J Cancer ; 14(10): 1913-1919, 2023.
Article in English | MEDLINE | ID: mdl-37476185

ABSTRACT

Background: Immune-mediated diarrhea and colitis (IMDC) frequently develop after treatment with immune checkpoint inhibitors. C-reactive protein (CRP) is a serum inflammatory biomarker used to stratify and monitor disease severity in many inflammatory conditions.
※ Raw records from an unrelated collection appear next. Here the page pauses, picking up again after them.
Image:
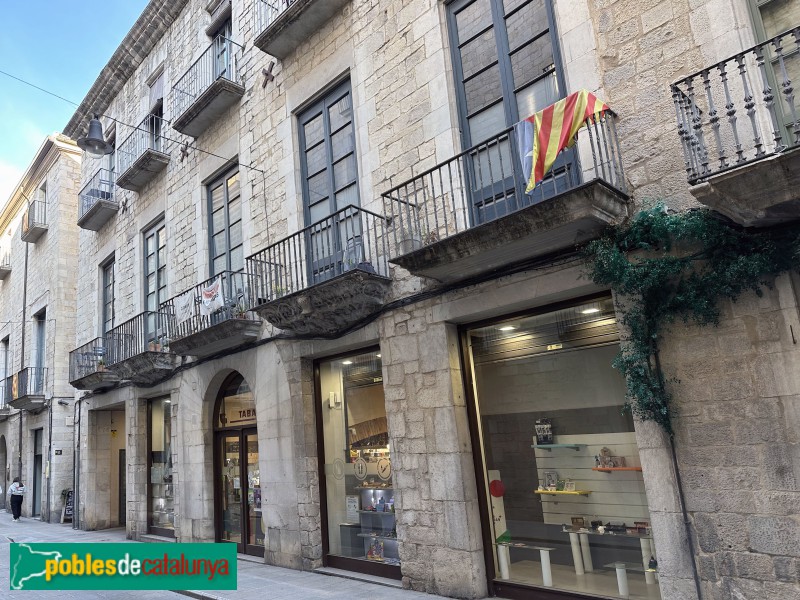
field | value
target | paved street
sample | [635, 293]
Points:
[255, 580]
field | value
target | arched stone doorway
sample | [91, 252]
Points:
[4, 474]
[237, 481]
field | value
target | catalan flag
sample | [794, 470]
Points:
[545, 134]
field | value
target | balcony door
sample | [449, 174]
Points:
[506, 68]
[155, 279]
[330, 182]
[36, 378]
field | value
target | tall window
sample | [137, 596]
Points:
[40, 322]
[225, 224]
[330, 180]
[155, 274]
[108, 297]
[773, 17]
[328, 154]
[505, 63]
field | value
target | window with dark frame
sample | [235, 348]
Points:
[155, 274]
[506, 63]
[226, 243]
[330, 179]
[107, 317]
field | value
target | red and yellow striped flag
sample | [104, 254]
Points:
[556, 127]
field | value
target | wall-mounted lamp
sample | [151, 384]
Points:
[94, 143]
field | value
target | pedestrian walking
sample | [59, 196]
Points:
[16, 490]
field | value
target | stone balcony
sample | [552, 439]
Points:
[325, 279]
[741, 138]
[201, 330]
[209, 87]
[470, 215]
[97, 202]
[143, 155]
[87, 367]
[284, 24]
[138, 350]
[28, 389]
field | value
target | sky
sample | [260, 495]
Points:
[60, 46]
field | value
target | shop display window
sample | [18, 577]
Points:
[161, 501]
[360, 498]
[563, 480]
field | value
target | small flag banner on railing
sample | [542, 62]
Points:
[542, 136]
[123, 566]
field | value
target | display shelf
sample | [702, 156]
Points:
[609, 469]
[377, 537]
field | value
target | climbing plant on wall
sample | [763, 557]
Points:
[679, 266]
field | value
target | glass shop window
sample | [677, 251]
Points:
[564, 486]
[358, 469]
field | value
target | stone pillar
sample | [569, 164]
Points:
[438, 522]
[675, 553]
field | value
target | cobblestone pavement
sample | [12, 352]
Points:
[255, 580]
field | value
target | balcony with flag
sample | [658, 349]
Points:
[28, 389]
[87, 367]
[214, 315]
[208, 88]
[326, 278]
[282, 25]
[96, 201]
[546, 185]
[143, 154]
[739, 124]
[139, 349]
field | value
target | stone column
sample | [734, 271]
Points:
[438, 522]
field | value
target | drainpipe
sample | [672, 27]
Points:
[22, 353]
[76, 463]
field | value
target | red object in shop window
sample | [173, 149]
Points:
[497, 488]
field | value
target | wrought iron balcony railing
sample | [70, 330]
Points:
[192, 316]
[30, 382]
[487, 182]
[88, 359]
[146, 332]
[219, 61]
[35, 217]
[99, 187]
[147, 136]
[351, 238]
[741, 109]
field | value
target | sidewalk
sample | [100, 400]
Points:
[255, 579]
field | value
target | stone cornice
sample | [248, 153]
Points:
[43, 160]
[149, 28]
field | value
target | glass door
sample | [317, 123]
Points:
[240, 486]
[230, 482]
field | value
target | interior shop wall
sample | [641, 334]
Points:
[582, 395]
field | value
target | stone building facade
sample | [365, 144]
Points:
[40, 252]
[326, 164]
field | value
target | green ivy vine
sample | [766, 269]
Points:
[678, 266]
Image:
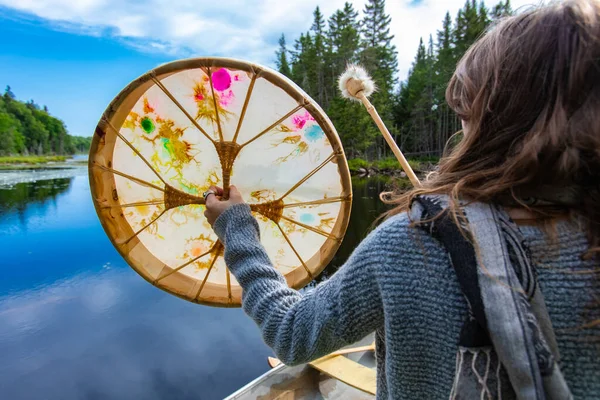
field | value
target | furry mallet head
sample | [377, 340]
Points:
[355, 80]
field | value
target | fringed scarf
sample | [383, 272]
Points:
[508, 331]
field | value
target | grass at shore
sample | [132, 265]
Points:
[31, 160]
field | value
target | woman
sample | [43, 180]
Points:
[465, 302]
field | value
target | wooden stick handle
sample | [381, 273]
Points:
[388, 138]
However, CRP level is not specific and is widely influenced by various factors non-specific to bowel inflammation. We aimed to study the utility of CRP as a predictor of disease severity and therapy response in IMDC. Methods: We performed a retrospective analysis of patients diagnosed with IMDC who had CRP measured at IMDC onset and after treatment with selective immunosuppressive therapy (SIT: infliximab and vedolizumab), between 01/2016 and 02/2022 at MD Anderson Cancer Center. Patient demographics, clinical characteristics, and IMDC data were collected and analyzed. Results: Our sample of 128 patients had a median age of 67 years; most were white (89.8%); and male (65.6%). Prior to development of IMDC, 15 (11.7%) were initially treated with anti-CTLA-4, 42 (32.8%) with anti-PD-1 or PD-L1, and 71 (55.5%) with a combination of both. We found higher CRP level was associated with higher CTCAE grade of clinical symptoms such as diarrhea (p=0.015), colitis (p=0.013), and endoscopic findings (p=0.016). While CRP levels decreased after IMDC treatment, there was no significant association between CRP levels with clinical remission, endoscopic remission or histologic remission. There also was no significant correlation between CRP level and recurrence of IMDC, or with fecal calprotectin levels. Conclusion: CRP level may be useful to assess initial severity of IMDC, including grade of diarrhea and colitis and degree of endoscopic inflammation. However, CRP is not a robust surrogate biomarker for assessing treatment response or disease recurrence. Despite the reduction of CRP levels observed following IMDC treatment, this finding might be nonspecific and potentially confounded by concurrent clinical factors, such as underlying malignancy, other inflammatory processes, and systemic anti-cancer therapy. Further studies of the role of CRP are warranted in patients with cancer and IMDC.